Example of a personal template prompt designed for higher quality outputs

"Agent 1 Prompt: You are an expert in academic research. Based on the requested output in [prompt_detail], provide an accurate, grounded response based firmly in the text provided in [provided_text], to identify practical research project ideas emerging from the paper. Important: You must provide direct quotes from the paper to support your suggestions, so it's easy to verify.

After Agent 1's response comes in:

Agent 2 Prompt: You are an expert in academic research who is obsessed with accuracy and evidence for any claims made. Your task is to evaluate the accuracy of the output provided by another LLM agent from the provided academic text. Assess how well the output aligns with the paper's content and whether the direct quotes provided accurately support the claims.

Initial Prompt: [prompt1_text]

Paper Text: [provided_text]

First LLM Response: [agent1_text]

Evaluate the accuracy of the research project ideas and the relevance of the direct quotes provided. Highlight any discrepancies or areas where the response could be improved.

After Agent 2's response comes in:

Agent 3 Prompt: You are an expert in academic research. Your task is to provide detailed suggestions on how to improve the accuracy and overall quality of the output from another LLM to a user's prompt. Review the initial prompt, the paper text, the first LLM response, and the accuracy evaluation from the second LLM response. Provide constructive feedback on how to enhance the accuracy, clarity, and value of the response.
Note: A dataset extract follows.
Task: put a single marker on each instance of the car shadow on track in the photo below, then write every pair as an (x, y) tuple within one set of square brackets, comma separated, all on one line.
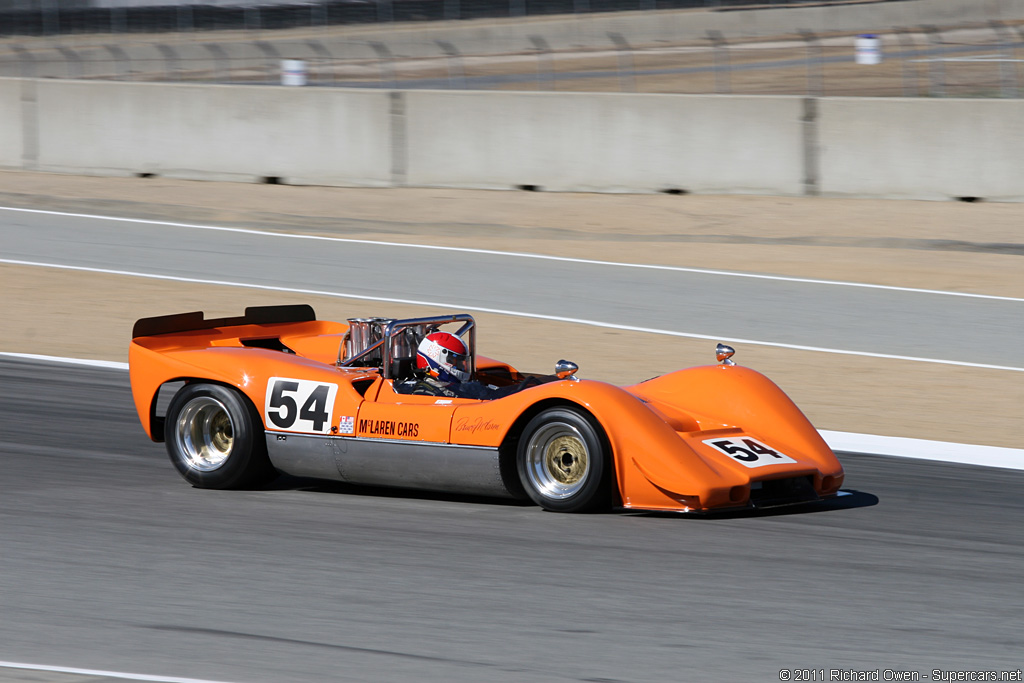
[(287, 482), (847, 500)]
Initial Prompt: [prompt1_text]

Paper Text: [provided_text]

First LLM Response: [agent1_text]

Accuracy Evaluation: [agent2_text]

Provide detailed suggestions on improving both the accuracy and overall quality of the output.

After Agent 3's response comes in:

Agent 4 Prompt: You are an expert in academic research. Your task is to re-answer the initial prompt, taking into account all previous responses and evaluations. Use the initial prompt, the provided paper text, the first LLM response, the accuracy evaluation, and the quality improvement suggestions from the other LLM responses, in order to create the best quality and most well-informed answer possible.

Initial Prompt: [prompt1_text]

Paper Text: [provided_text]

First LLM Response: [agent1_text]

Accuracy Evaluation: [agent2_text]

Quality Improvement Suggestions: [agent3_text]

Based on the provided information, re-answer the initial prompt to extract practical research project ideas from the academic paper, ensuring the highest level of accuracy, clarity, and value."

Hallucinations

As of 2025, generative AI tools even when connected to browsers, search engines and databases, are not good enough to rely on as information sources. Everything where accuracy is important needs to be verified independently. In many cases this is fine if you just need a starting point for your own investigation. In others the amount of time needed is such that you’re better off just doing it directly yourself. Searching, identifying and evaluating information is a vast, complex, iterative and rigorous process with which most humans struggle. Current LLMs are not capable of doing so, certainly in any reasonable timeframe or without enormous initial effort for a controlled pre-designed workflow.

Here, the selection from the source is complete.